# Tried and true feral cat hothouse.



## doudounne (Feb 28, 2012)

Yo! Greetings from Northeastern Québec. I'm including a photo of my tv-box garage cat shelter. Operated-on feral has been using it 4 winters. Temps go down to -35F. Infrared lamp is on a house dimmer. Degree of heat is adjusted to 50F now and then by putting thermometer on blanket on box bottom. There is also a house thermostat on garage wall to turn everything off when surrounding air temp. reaches 40F. I have another infrared lamp hanging over a bowl of water on the grarage floor but only use it when I go on trips because she now comes in to sleep and eat. The bowl is on a black piece of 1/4 in rubber.

Bottom of box has a store-bought foam cat bed with a blanket over it.

Thanks for all your good advice.

Gary, Baie-Saint-Paul, Québec, Can.


----------



## cat face (Apr 4, 2013)

aww, she looks toasty!!  ... and I love the little face with her eyes screwed shut, tight! .. I can almost hear the purrs if I listen hard enough LOL

She is so very lucky to have someone as thoughtful and caring as you to look after her.


----------



## howsefrau32 (Mar 6, 2013)

Thank you so much for taking care of these poor helpless kitties that are stuck out in the cold. That is awesome what you do for them. I worry about my own little feral girl, and I live in Florida, where we get some weather that gets into the 30's in the evenings sometimes. We don't have too many of those, but we do have some, and I always worry about my girl. We are hoping to screen in a porch that she can sleep in this winter, where she can be safe from other cats and dogs and other critters. 

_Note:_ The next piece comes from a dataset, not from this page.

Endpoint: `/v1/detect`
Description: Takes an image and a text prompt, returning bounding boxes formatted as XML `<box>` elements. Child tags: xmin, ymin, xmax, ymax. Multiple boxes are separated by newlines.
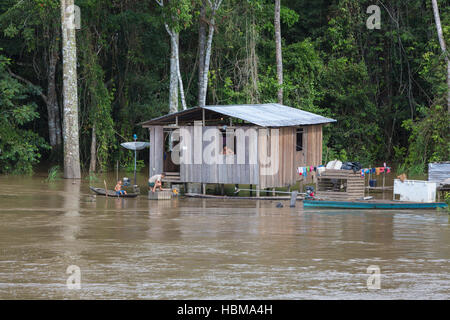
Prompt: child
<box><xmin>114</xmin><ymin>180</ymin><xmax>127</xmax><ymax>195</ymax></box>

Your kitties are so lucky to have someone looking out for them.


----------



## tezster (Jun 4, 2013)

I love that photo - it's like a cat incubator


----------



## Marcia (Dec 26, 2010)

Mmmm, toasty warm!! What a pampered girl!!


----------



## gizmothecat (Jun 26, 2013)

Awwwww that is precious...I get warm just looking at her


----------